Fortunately, Pentagon and White House officials are describing the move as temporary and have said that the Obama administration and NATO remain committed to the underlying strategy. Yet the episode seems likely to strengthen those in and outside the administration who seek to accelerate the drawdown of U.S. troops next year and slash funding for Afghan forces. While perhaps appealing to voters in an election year, those steps would only compound the challenges facing the Afghan mission.
The probable trigger for the latest attacks on U.S. soldiers was the mistaken but inexcusable burning of Korans at the U.S. air base in Bagram, an incident for which President Obama rightly apologized. Republican presidential candidates were foolish to criticize Mr. Obama’s gesture, which prompted Afghan President Hamid Karzai to call for an end to violent anti-American demonstrations. It’s worth noting that Afghan security forces have been defending U.S. installations and personnel and suffered their own casualties in the process. Meanwhile, Afghan forces elsewhere in the country have continued to carry out joint operations with U.S. troops.
The popular backlash in Afghanistan nevertheless reflects deeper problems. There is understandable weariness with foreign troops after more than a decade of inconclusive war; resentment at the death of civilians in NATO operations; and frustration with the corruption and fecklessness of a U.S.-backed government. The Obama administration’s poor handling of Mr. Karzai has magnified these problems, while its setting of politically motivated timetables for troop withdrawals and aggressive pursuit of negotiations with the Taliban has convinced many Afghans that the United States is preparing to abandon the country.
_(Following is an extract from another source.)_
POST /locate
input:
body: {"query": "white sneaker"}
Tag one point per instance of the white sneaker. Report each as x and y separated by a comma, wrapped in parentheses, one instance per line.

The only secure and honorable means of exit is to finish the work of creating an Afghan army and police force capable of defending the country from the Taliban and other extremists, with backup from U.S. special forces and air power. Achieving that goal by the end of 2014, the current NATO timetable, will be hard enough, as the events of the past week vividly show. If the Obama administration chooses to accelerate the timetable or significantly reduce the funding — and thus the size — of Afghan forces, it will become nearly impossible.